Hoher Wasserverbrauch im April und Mai
„Aufgrund der klimatischen Veränderungen wird uns das sicherlich noch eine zeitlang beschäftigen“, befürchtet Dachsteiner und regt an, dass man beispielsweise beim Bewässern des Rasens etwas vorsichtiger zu Werke gehen könne.

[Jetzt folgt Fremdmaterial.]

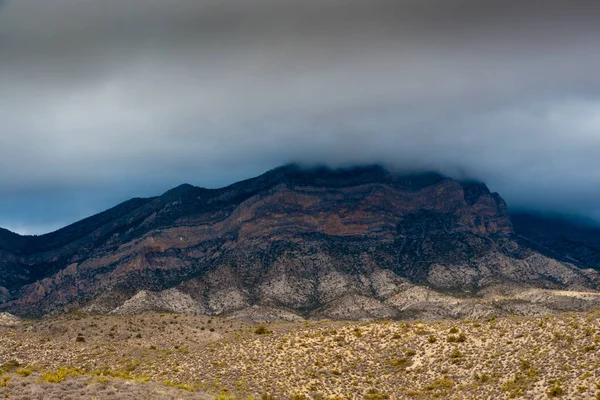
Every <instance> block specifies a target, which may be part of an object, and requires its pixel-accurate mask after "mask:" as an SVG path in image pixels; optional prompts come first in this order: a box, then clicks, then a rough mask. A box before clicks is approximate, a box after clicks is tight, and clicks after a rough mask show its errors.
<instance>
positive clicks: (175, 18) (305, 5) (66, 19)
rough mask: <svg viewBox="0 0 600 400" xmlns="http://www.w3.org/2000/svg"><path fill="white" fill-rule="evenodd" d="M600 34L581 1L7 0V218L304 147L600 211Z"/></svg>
mask: <svg viewBox="0 0 600 400" xmlns="http://www.w3.org/2000/svg"><path fill="white" fill-rule="evenodd" d="M595 3H596V4H595ZM599 37H600V6H599V5H597V1H596V2H593V1H581V0H575V1H568V2H567V1H562V0H561V1H558V0H551V1H516V0H506V1H495V0H492V1H467V0H463V1H461V0H458V1H451V0H394V1H386V0H374V1H365V0H361V1H359V0H325V1H324V0H319V1H317V0H304V1H296V0H279V1H275V0H255V1H240V0H220V1H217V0H173V1H164V0H104V1H92V0H52V1H48V0H13V1H9V2H7V3H5V4H4V7H2V6H0V121H1V122H0V195H1V198H2V199H1V201H0V226H2V225H4V226H9V227H13V228H16V229H18V230H20V231H27V232H30V231H43V230H47V229H51V228H54V227H56V226H58V225H60V224H62V223H65V222H67V221H72V220H75V219H77V218H80V217H83V216H85V215H87V214H90V213H92V212H95V211H100V210H102V209H103V208H105V207H108V206H110V205H112V204H113V203H114V202H116V201H117V200H123V199H126V198H128V197H131V196H135V195H152V194H156V193H159V192H160V191H162V190H166V189H168V188H169V187H171V186H175V185H176V184H179V183H181V182H184V181H187V182H190V183H193V184H197V185H203V186H211V187H214V186H219V185H224V184H227V183H231V182H232V181H234V180H237V179H241V178H246V177H249V176H251V175H254V174H257V173H260V172H262V171H263V170H264V169H268V168H271V167H275V166H277V165H279V164H282V163H285V162H289V161H300V162H307V163H323V162H325V163H329V164H332V165H345V164H354V163H372V162H381V163H386V164H388V165H390V166H393V167H397V168H401V169H410V168H435V169H440V170H442V171H444V172H447V173H450V174H454V175H463V174H467V175H470V176H474V177H477V178H480V179H483V180H485V181H486V182H488V183H489V185H490V186H491V187H492V189H494V190H498V191H500V192H501V193H502V194H503V196H504V197H505V198H507V200H508V201H509V203H510V204H511V205H513V206H529V207H532V206H535V207H537V208H540V209H553V210H559V211H569V212H574V213H583V214H586V215H598V216H599V217H600V214H598V213H599V209H600V207H599V206H597V204H598V200H599V199H600V161H598V158H599V157H598V153H600V151H599V150H600V74H599V73H598V72H597V71H599V70H600V51H598V49H597V48H598V46H597V40H598V38H599Z"/></svg>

Wilfried Weber ist Werkleiter der Friedelsheimer Gruppe, die für die Wasserversorgung der Ortsgemeinden Friedelsheim, Ellerstadt und Gönnheim der Verbandsgemeinde Wachenheim zuständig ist. Auch er konnte die Versorgungssicherheit und die Durchführung nötiger Baumaßnahmen, wie beispielsweise in der Bahnstraße in Ellerstadt, garantieren. Auch Weber hat beobachtet, dass der Wasserverbrauch extrem nach oben gegangen sei. „Im April und Mai hatten wir jeweils einen höheren Wasserverbrauch als im August 2019“, informiert der Werkleiter und erklärt dies auch damit, dass die Leute vermehrt im Homeoffice seien.